Logo Le programme commun des Nations unies sur le VIH/SIDA / ONUSIDA s'est fait le principal champion d'une action globale sur le VIH/SIDA. Il réunit sept agences des Nations unies autour d'une action commune pour lutter contre l'épidémie : le Fonds des Nations unies pour l'Enfance (UNICEF), le Programme des Nations unies pour le développement (PNUD), le Fonds des Nations unies pour la population (FNUAP), le Programme des Nations unies pour le contrôle international des drogues (PNUCID), l'Organisation des Nations unies pour l'éducation, la science et la culture (UNESCO), l'Organisation mondiale de la santé (OMS) et la Banque mondiale.

Depuis sa création en tant que programme co-sponsorisé, ONUSIDA a promu la participation des enfants et des adolescents dans les actions engagées face à l'épidémie du Sida. ONUSIDA insiste depuis longtemps sur le fait que l'épanouissement des droits de l'homme, en plus d'être une valeur en soi, joue un rôle crucial dans la lutte contre la propagation du virus et dans l'allégement du fardeau qui pèse sur ceux qui sont déjà infectés.

Une menace mortelle sur la vie des enfants et des adolescents

Le thème adopté pour la campagne mondiale contre le Sida, en 1999, est "Listen, Learn, Live! World AIDS Campaign with Children and Young People" - "Ecoute, Apprends, Vis ! Campagne mondiale contre le Sida avec les enfants et les jeunes". Nous avons choisi ce thème car nous sommes profondément convaincus que les besoins des enfants et des adolescents ne sont pas pris en compte dans les actions plus générales, ciblées en majeure partie en fonction des adultes. En fait, toutes les campagnes mondiales contre le SIDA de ces trois dernières années ont axé leurs efforts sur une sensibilisation accrue au fait que le VIH fait peser une menace mortelle sur toute la vie des enfants et des adolescents.

Le taux d'enfants et de jeunes gens infectés et affectés par le VIH/SIDA ne cesse d'augmenter de façon alarmante. Les enfants et les jeunes sont exposés au risque de contamination par le VIH à chaque étape de leur jeune existence.

Les nourrissons contractent le VIH par la transmission du virus par leurs mères séropositives. La transmission peut se produire avant ou pendant la naissance, de même que, plus tard, lors de l'allaitement.
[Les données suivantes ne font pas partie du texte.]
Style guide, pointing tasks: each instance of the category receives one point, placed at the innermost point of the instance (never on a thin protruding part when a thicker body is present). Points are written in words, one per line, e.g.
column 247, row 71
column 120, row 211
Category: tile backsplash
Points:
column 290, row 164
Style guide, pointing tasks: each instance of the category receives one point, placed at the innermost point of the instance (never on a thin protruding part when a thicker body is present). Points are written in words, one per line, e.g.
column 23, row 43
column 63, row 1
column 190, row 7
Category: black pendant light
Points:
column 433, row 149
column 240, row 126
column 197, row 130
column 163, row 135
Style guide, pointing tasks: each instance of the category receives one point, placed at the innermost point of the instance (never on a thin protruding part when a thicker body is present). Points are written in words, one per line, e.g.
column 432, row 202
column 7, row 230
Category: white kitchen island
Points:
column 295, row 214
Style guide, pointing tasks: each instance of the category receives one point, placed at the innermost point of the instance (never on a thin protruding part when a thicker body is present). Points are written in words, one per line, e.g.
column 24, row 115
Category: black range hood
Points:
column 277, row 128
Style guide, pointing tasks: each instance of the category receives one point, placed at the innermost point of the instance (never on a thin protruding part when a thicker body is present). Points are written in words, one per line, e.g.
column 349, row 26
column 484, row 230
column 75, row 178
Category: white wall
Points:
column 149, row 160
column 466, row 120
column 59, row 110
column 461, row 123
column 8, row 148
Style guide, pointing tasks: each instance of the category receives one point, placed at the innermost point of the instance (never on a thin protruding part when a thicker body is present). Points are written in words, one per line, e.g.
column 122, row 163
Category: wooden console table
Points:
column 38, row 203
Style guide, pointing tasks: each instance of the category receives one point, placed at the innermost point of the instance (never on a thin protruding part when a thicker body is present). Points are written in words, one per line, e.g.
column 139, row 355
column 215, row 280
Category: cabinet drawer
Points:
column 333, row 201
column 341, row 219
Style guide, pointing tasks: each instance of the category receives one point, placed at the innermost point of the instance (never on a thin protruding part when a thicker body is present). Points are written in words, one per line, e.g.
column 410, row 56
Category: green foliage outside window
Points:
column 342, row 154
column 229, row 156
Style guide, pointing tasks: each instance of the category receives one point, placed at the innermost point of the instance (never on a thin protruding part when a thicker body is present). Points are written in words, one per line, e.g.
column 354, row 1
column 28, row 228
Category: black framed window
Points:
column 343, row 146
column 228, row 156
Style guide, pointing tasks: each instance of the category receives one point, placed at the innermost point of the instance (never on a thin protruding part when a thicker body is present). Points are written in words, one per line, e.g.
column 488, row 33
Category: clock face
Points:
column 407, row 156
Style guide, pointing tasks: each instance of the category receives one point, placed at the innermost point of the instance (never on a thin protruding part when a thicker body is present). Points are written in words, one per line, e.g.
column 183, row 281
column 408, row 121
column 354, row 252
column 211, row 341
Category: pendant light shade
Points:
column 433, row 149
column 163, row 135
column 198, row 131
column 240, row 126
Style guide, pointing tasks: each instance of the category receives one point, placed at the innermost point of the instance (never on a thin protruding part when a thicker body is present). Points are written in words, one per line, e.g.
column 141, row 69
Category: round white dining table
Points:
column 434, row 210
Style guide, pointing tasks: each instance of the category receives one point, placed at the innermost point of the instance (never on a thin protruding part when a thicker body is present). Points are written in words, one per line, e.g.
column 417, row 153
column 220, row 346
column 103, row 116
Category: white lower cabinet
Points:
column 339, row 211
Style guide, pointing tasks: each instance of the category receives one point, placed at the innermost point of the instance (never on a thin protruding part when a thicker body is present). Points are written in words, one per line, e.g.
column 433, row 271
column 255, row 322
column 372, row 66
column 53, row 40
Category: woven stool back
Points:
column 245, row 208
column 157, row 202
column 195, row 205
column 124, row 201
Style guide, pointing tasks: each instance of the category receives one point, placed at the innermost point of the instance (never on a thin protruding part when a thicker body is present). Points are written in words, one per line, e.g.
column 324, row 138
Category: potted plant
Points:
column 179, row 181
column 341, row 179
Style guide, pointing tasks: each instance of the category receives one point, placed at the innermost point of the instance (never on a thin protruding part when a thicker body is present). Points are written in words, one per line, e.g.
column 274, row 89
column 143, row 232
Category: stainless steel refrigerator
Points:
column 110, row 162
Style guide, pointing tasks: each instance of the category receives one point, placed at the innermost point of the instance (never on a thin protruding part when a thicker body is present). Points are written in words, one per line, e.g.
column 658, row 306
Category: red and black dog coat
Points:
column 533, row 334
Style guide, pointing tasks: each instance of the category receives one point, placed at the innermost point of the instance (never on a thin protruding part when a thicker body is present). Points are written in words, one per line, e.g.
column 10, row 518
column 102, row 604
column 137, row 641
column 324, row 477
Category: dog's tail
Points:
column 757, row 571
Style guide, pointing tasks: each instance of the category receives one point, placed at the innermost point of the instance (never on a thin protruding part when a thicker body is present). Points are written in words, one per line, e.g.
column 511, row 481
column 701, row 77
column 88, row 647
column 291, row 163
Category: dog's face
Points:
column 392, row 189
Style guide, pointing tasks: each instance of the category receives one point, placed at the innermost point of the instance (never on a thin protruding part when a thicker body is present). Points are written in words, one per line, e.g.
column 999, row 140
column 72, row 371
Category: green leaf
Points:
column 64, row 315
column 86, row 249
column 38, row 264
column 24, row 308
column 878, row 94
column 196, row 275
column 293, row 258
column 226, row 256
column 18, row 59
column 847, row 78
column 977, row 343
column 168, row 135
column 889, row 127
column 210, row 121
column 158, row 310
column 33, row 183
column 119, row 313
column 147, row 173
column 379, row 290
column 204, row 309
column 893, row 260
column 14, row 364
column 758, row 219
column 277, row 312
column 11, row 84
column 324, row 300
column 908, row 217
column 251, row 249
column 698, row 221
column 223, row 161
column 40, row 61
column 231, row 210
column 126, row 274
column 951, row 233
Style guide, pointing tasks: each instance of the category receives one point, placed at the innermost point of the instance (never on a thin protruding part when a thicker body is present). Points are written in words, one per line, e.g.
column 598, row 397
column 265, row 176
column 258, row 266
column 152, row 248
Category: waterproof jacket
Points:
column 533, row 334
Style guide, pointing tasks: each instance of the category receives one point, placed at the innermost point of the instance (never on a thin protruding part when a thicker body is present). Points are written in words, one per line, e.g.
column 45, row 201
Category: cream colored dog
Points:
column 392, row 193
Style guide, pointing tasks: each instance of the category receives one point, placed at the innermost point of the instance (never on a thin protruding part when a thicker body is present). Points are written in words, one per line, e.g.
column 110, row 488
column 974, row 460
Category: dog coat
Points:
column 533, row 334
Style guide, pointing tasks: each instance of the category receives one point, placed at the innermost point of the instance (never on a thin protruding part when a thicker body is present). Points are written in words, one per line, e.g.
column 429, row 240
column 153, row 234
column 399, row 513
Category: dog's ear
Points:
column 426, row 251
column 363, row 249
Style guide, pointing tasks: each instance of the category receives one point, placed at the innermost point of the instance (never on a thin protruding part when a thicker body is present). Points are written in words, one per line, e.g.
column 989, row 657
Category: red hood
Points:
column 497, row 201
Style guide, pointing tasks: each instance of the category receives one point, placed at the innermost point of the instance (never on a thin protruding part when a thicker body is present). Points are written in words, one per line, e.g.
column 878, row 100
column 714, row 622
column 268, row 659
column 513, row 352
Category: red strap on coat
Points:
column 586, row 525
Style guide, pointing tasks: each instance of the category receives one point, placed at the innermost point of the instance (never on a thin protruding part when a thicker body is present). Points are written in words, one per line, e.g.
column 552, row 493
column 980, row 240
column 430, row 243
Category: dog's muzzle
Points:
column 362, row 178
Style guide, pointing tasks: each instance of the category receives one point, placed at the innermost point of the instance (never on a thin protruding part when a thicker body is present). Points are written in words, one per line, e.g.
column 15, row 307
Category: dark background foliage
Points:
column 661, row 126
Quelque 590.000 bébés ont été contaminés de cette manière en 1998. Il existe maintenant des traitement médicaux qui peuvent aider les mères à empêcher la transmission du virus à leurs enfants.

Toutes les minutes, six personnes de moins de 25 ans sont infectées par le VIH

En 1998, plus de trois millions d'enfants et de jeunes gens ont été infectés par le VIH dans le monde à cause de sang ou de produits sanguins peu fiables, d'injections médicales non-stériles, du partage de seringues lors de la prise de drogues par voie intraveineuse ainsi qu'au cours de relations sexuelles. Ceci concerne quelque 590.000 enfants de moins de 15 ans et plus de 2,5 millions de jeunes gens de 15 à 24 ans. Toutes les minutes, six personnes de moins de 25 ans sont infectées par le VIH.

A fin 1997, on estimait à 6,2 millions le nombre d'orphelins de moins de 15 ans dans le monde dont la mère ou les parents étaient morts du Sida.

Un recensement national estime qu'en 2010, si la propagation du VIH n'est pas maîtrisée, le Sida risque d'augmenter le taux de mortalité infantile d'au moins 75% et celui de la mortalité chez les enfants de moins de cinq ans de plus de 100% dans les régions les plus durement touchées par la maladie.

Les enfants vivant dans des conditions difficiles
courent un plus grand risque face au Sida

Ainsi, des millions d'enfants et d'adolescents sont eux-mêmes infectés par le VIH. Ces jeunes ont besoin de soins et de soutien, ainsi que de protection contre la discrimination et autres violations des droits de l'homme. L'un des facteurs majeurs accroissant la vulnérabilité des jeunes réside dans le manque d'accès à l'information appropriée, à l'éducation et aux services de santé pouvant les aider à se mettre à l'abri de la contamination. Les enfants vivant dans des conditions particulièrement difficiles courent un plus grand risque face au VIH car leurs droits sont déjà bafoués.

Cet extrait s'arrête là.